There are therefore needs to obtain a reliable test for determining the oxygen demands of the alkaline aqueous solution, for example a 15% soda solution.

To this end, and according to a first aspect of the invention, the applicant has found a method for tracking the conversion of mercaptans into disulfides, in which a hydrocarbon load containing mercaptans is brought into contact with a basic aqueous solvent to produce a mercaptan-depleted hydrocarbon fraction and a mercaptan-enriched aqueous phase, said mercaptan-enriched aqueous phase being separated and brought into contact with a gas containing oxygen to produce insoluble disulfides and a regenerated basic aqueous solvent, characterized in that the progress of the insoluble disulfide-producing reaction is monitored by measuring redox potential.

The applicant has found, surprisingly, that despite the many parameters likely to interfere with the measurement of the redox potential, the latter was able to be used to control the reaction, for example by monitoring the input of gas containing oxygen (O₂). The parameters likely to interfere are, for example, the temperature, the pH, the concentration of the redox couples in solution and their solubilities, a corrosive action of the measured solution and a poisoning of the measurement electrode by the sulfur compounds. Many redox couples are in fact likely to be present, originating for example from the catalyst used to catalyze the mercaptan-to-disulfide oxidation reaction, for example the phthalocyanine-complexed cobalt, but also originating from the different species of mercaptans present in the hydrocarbon load. The redox potential measurements performed in a corrosive environment can be falsified as a result of corrosion of the electrode. The basic aqueous solution used may in fact be a very basic 15% solution of soda. Similarly, it is known that some electrodes (for example the Ag/AgCl electrodes) are poisoned by H₂S which leads to their deterioration. Such poisoning is also likely to occur in the presence of other sulfur compounds, such as the mercaptans.

The electrodes that can be used are, for example, silver electrodes (Ag/AgCl), preferably comprising a protection, for example of polymer type.

The hydrocarbon load used preferably has an H₂S content less than or equal to 50 ppm by weight.

The hydrocarbon load may be a liquefied petroleum gas, for example derived from crude oil fractionation, petroleum fractions or cracking methods. The H₂S content of the load may, for example, be reduced to a content less than or equal to 50 ppm by weight by at least one wash using an appropriate alkaline aqueous solution.

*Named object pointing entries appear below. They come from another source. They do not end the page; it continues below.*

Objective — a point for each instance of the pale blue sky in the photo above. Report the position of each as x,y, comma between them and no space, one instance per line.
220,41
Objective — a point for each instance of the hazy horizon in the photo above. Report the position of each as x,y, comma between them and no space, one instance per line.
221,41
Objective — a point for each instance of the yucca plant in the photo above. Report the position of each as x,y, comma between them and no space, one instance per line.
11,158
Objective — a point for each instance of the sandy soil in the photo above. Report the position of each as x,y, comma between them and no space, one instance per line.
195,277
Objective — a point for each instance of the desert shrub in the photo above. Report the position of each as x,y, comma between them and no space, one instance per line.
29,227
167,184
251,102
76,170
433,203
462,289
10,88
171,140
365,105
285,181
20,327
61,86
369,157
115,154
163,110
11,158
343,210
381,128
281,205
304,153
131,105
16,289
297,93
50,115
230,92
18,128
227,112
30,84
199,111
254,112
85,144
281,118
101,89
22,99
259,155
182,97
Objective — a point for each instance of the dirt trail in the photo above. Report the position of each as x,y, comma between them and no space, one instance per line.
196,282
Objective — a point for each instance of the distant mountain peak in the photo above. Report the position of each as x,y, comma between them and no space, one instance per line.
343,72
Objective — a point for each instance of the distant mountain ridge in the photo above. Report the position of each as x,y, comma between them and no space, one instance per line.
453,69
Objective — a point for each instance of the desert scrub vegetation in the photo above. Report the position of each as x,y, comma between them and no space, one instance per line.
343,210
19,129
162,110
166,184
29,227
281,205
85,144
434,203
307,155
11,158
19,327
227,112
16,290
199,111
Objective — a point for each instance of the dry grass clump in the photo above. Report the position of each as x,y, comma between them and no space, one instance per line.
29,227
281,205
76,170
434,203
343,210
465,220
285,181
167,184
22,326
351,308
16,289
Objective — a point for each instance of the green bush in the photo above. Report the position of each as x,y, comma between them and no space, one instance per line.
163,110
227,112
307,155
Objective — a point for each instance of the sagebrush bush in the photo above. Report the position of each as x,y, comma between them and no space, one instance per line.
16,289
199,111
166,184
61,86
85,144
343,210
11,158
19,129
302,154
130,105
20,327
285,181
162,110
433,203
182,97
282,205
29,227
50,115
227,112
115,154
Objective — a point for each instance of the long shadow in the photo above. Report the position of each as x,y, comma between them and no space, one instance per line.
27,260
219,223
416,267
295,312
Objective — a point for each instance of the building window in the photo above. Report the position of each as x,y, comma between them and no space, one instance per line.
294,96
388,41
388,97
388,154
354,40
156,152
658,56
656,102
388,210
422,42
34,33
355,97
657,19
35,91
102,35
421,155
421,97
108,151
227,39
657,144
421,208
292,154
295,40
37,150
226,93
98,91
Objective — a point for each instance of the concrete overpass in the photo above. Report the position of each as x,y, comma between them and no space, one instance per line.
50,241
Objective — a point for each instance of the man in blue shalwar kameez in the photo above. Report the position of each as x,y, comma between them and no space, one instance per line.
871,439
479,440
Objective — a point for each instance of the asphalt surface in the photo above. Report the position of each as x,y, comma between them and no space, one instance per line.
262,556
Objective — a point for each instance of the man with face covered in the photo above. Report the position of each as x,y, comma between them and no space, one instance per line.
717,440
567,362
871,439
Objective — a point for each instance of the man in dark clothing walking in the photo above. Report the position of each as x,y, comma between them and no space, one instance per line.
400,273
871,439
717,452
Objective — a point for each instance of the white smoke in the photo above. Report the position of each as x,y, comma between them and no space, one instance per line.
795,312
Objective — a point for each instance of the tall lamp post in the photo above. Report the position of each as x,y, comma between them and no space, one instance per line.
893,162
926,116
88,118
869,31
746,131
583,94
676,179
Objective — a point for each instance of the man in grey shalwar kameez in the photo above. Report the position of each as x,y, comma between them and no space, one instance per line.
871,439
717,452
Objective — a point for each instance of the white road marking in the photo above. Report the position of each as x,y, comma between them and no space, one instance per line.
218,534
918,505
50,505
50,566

The redox potential measurement is performed preferably on the regenerated basic aqueous solvent.

The input of gas containing oxygen is regulated according to the measured redox potential.

The basic aqueous solvent is advantageously soda at 10 to 20% by weight, for example 15% by weight. The input of gas containing oxygen is increased or reduced when the redox potential is, respectively, less than −550 mV or greater than −500 mV relative to a hydrogen normal electrode (ENH).

According to a second aspect, the invention relates to a unit for converting mercaptans into disulfides, comprising a first chamber in which a hydrocarbon load containing mercaptans is brought into contact with a basic aqueous solvent to produce a mercaptan-depleted hydrocarbon fraction and a mercaptan-enriched aqueous phase, said mercaptan-enriched aqueous phase being separated and brought into contact with an oxidant in a second chamber to produce insoluble disulfides and a regenerated basic aqueous solvent, the unit for converting mercaptans into disulfides also comprising means for measuring redox potential.

The unit for converting mercaptans into disulfides is, for example, of “extractive Merox” type.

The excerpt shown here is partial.